Now you can test your trained model on top of stable diffusion, you can use this to make mermaids or whatever else without going to the JupyterNotebook process.

from diffusers import StableDiffusionXLPipeline, StableDiffusionXLImg2ImgPipeline
import torch
import time

torch.cuda.empty_cache()

lora_model_id = "/mnt/c/Users/matt/Sourcecode/ai/trained/alex-autotrained-xl"
pipe = StableDiffusionXLPipeline.from_pretrained("stabilityai/stable-diffusion-xl-base-1.0", torch_dtype=torch.float16)
pipe = pipe.to("cuda")

#Add in our trained model
pipe.load_lora_weights(lora_model_id,weight_name="pytorch_lora_weights.safetensors")

#refiner = StableDiffusionXLImg2ImgPipeline.from_pretrained("stabilityai/stable-diffusion-xl-refiner-1.0", torch_dtype=torch.float16)
#refiner.to("cuda")

#Adjust this!
prompt = "A picture of alex girl as a mermaid in anime style"
num_inference_steps = 50


generator = torch.Generator("cuda")
image = pipe(prompt=prompt, generator=generator,num_inference_steps=num_inference_steps).images[0]
#image = refiner(prompt=prompt, generator=generator).images[0]
image.save(str(time.time()) + ".output.png")

Now here is a kid friendly JupyterNotebook, my girls use it on their iPads.

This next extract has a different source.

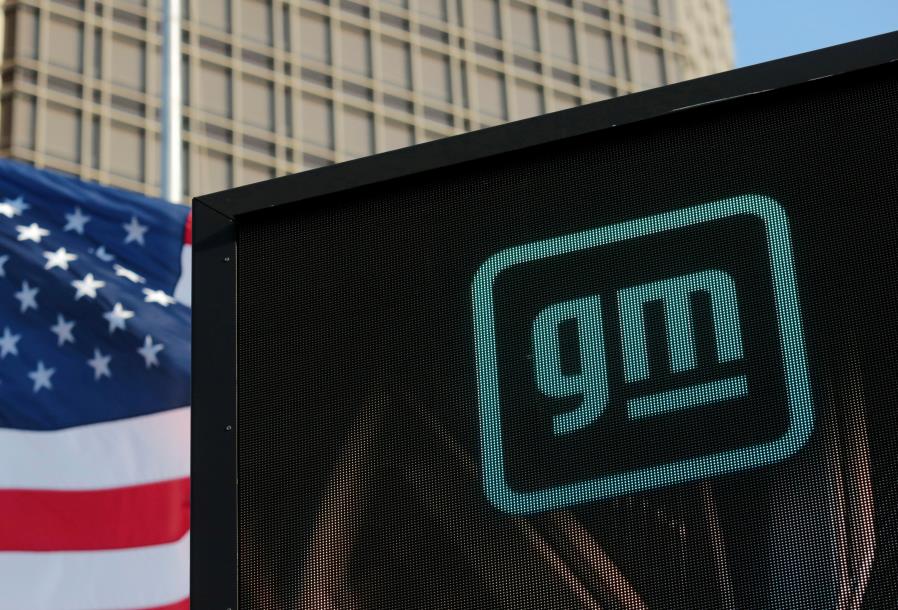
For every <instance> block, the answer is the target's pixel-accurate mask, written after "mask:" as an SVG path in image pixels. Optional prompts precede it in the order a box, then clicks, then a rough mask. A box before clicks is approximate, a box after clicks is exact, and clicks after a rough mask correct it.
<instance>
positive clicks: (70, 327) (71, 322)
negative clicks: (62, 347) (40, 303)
mask: <svg viewBox="0 0 898 610" xmlns="http://www.w3.org/2000/svg"><path fill="white" fill-rule="evenodd" d="M74 328H75V322H74V321H72V320H66V319H65V318H63V317H62V314H57V315H56V324H54V325H53V326H51V327H50V330H51V331H53V334H54V335H56V338H57V340H58V343H57V345H60V346H62V345H65V343H66V341H68V342H69V343H74V342H75V337H74V336H73V335H72V329H74Z"/></svg>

They modify the prompt and press play and the images output to the bottom, additionally the images get saved into the same folder.

notebook example

Section 5: Safety and Ethics in AI Art for Kids

This is dangerous 💀 like an internet search.
These AI models will make what you ask them, it’s important to stay engaged with your kids to keep them from venturing into non-kid friendly ideas.

Section 6: Our Family’s Creations

Checkout these cool creations!

Alex

Solana

Conclusion

My girls love this 💖
This exercise encourages creativity like storyboarding and allows for a short creation time (<10 seconds>).

Call to Action

Imagine the love you could get implementing this for your kids!
You should do it, it took me about 4 hours to put this together, but with this guide you can do it in less than an hour.